To find out how Philly is doing, we have to depend on local number crunchers. This week saw the release of the Prudential Fox & Roach HomeExpert market report based on Trend data, the regional multiple listing service for Realtors, and a quarterly analysis of city deed recordings by Wharton economist Kevin Gillen.

Both market reports reflect that while Philadelphia's housing market has cooled, it is doing better than the nation as a whole and some other big cities in particular.

Steve Storti, senior vice president of marketing for Prudential Fox & Roach Realtors, read the tea leaves and concluded that the Philadelphia market is still standing tall but on wobbly legs. Storti believes the local housing market is in a transition phase, "from a declining market to one that may be stabilizing for a while."

Storti heads the area's largest real estate brokerage, so of course he is going to see a glass half full. That said, he's been around the settlement table a few times and should know a flop when he sees one.

He blames some of the market blues on the crummy weather that was either too frigid, drenching wet or both from February through the end of April. January, unusually warm even for Philly, was actually a strong sales month, Storti said.

He cautioned against reading too much into the raw Trend sales numbers, which for the most part reflect closings on contracts signed in the previous three months. Trends' stats also are easily skewed by projects where the sales occur over a period of a year or longer, but then are closed and recorded in two or three months once construction is finished. Also, prices in a ZIP code with a small number of sales are easily thrown for a loop by the sale of a trophy property or one that is distressed and priced accordingly.

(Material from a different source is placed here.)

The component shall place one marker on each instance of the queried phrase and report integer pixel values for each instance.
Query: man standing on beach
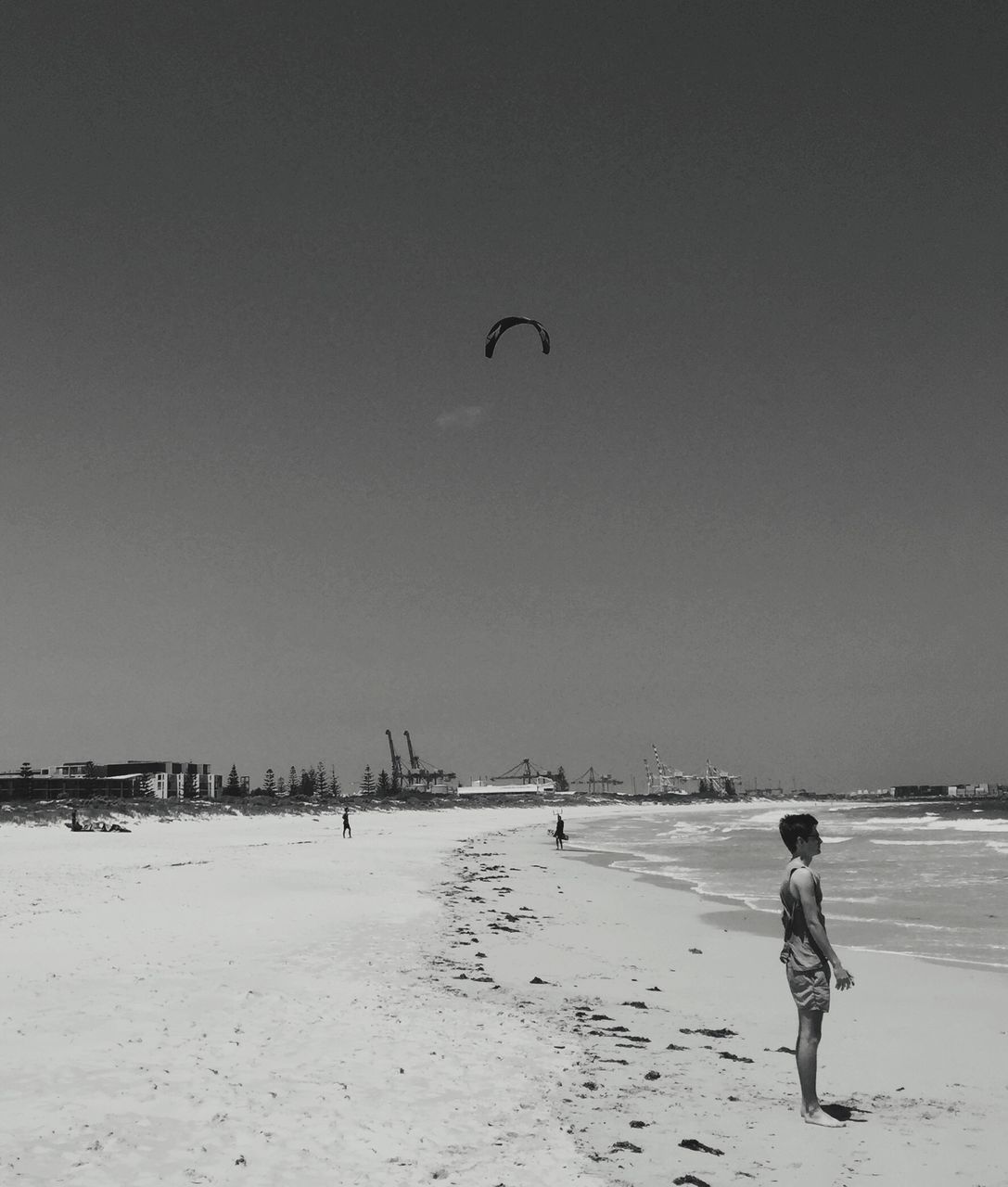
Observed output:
(808, 954)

With those caveats in mind, some stats from the Prudential Fox & Roach report include:

* Philadelphia's median home-sale prices increased an average of 3.5 percent to $133,000 in the first three months of 2007, vs. $128,500 a year ago.

* Center City posted the highest median sale price at $362,000 and the highest number of homes sold (1,752), a 24.3 percent increase over 2006.

* North Philly - you read that right - posted the largest percent increase in median sale price in the city, with a 27.7 percent jump to $78,225, followed by the River Wards between North Broad and the Delaware River at 19.7 percent to $102,725.

* There were 3,906 homes sold (actual settlements on listings) in the first quarter of this year, a 5.9 percent decrease from the 4,149 sold in the comparable 2006 period. Remember, only about 75 percent of area homes for sale are listed on Trend.

Gillen would not uncap specific findings in time for my deadline, but you can find them posted on http://www.hallwatch.org today. Gillen said his report shows house prices here are basically flat citywide. "Any price changes, either up or down, were statistically negligible from last quarter to this one," he said. That would be the last three months of 2006, and the first three months of 2007 respectively.

He also reports that sales volume is markedly down in the 2007 first quarter compared to the previous three months. Just over 5,000 homes changed hands this winter, which is a five-year low.

"Despite these numbers, Philadelphia is still faring much better than many other markets in the U.S.," Gillen said. "We are still a relatively affordable city with prices only two- to three-times income. We haven't had nearly the home building boom other cities have had. And our default and foreclosure rates remain well below other 'bubble' markets in the Sun Belt.

"So, we may still not be New York, but, thank God, we are not Vegas, Phoenix or Miami!"